There are still many vestiges of the Bosnian war, even thirty years later.

Then they set off for Mostar, where the War and Genocide Museum is now located. “That was the most tough, evokes the cameraman and policeman. They have no shame in relation to that time. I saw very crude images, videos of executions in the fields, very graphic photos of deceased children. It put images on what I heard since the beginning of the trip. I said to myself: ok, that’s why we come here.

The highlight of the expedition was the detour to Srebrenica, where Alain Boivin had spent four of the six months of his mission. By 1993, the village of 2,500 people had turned into a besieged town of 52,000 refugees. There he met Rob Zomer, a former Dutch soldier who witnessed the 1995 genocide that killed more than 8,000 people in the village – all men between the ages of 15 and 77.


Thousands of victims of the 1995 genocide rest in the cemetery of Srebrenica.

Photo courtesy, Jean-Sebastien Levan

Thousands of victims of the 1995 genocide rest in the cemetery of Srebrenica.

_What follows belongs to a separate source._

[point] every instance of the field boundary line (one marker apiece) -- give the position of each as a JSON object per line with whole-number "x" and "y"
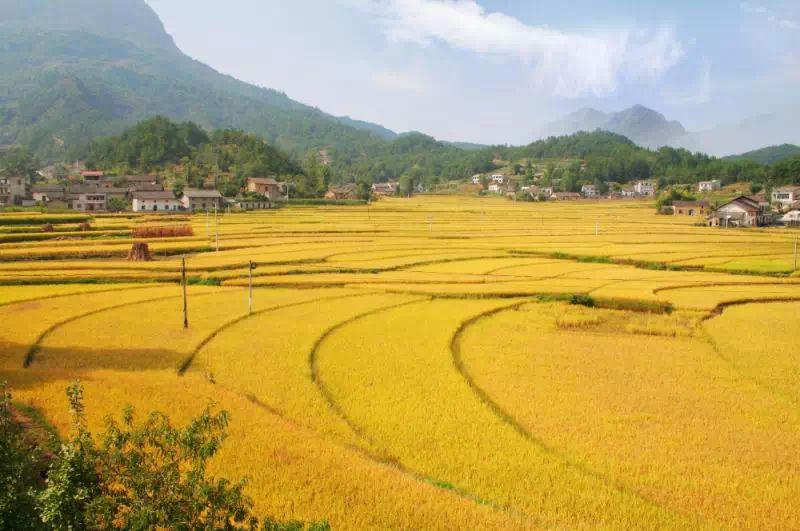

“We, the Canadian soldiers, had a role to protect the city and the population, which was the equivalent of putting ourselves between two people who are bickering,” recalls Alain Boivin. We lived in tune with the people. She was so helpless. They had no more food, they were hungry, they were sick, there was no more electricity. People heated with wood, but by dint of cutting the wood around it, it gave an apocalyptic impression. This village made a big impression on me.”


Jean-Sebastien Levan, Alain Boivin

Photo courtesy, Jean-Sebastien Levan

A parallel with Ukraine

The documentary was shot ironically as, thirty years later, history is repeating itself less than 2,000 kilometers northeast of Bosnia and Herzegovina.

“It’s incomprehensible, but it doesn’t surprise me, drops the former soldier. What happened in Bosnia is not going to prevent the war in Ukraine and prevent the Russians from doing what they wanted to do. For them, economic, strategic and tactical ambitions come before civilian casualties, unfortunately.”

“When you see all the atrocities that the Serbs have committed against the civilian population, you wonder how human beings can get there, wonders for his part Jean-Sébastien Levan, transformed by his journey in Bosnia. Why history did not teach men? That hits.”

The documentary Meet in Srebrenica will be available in 2023.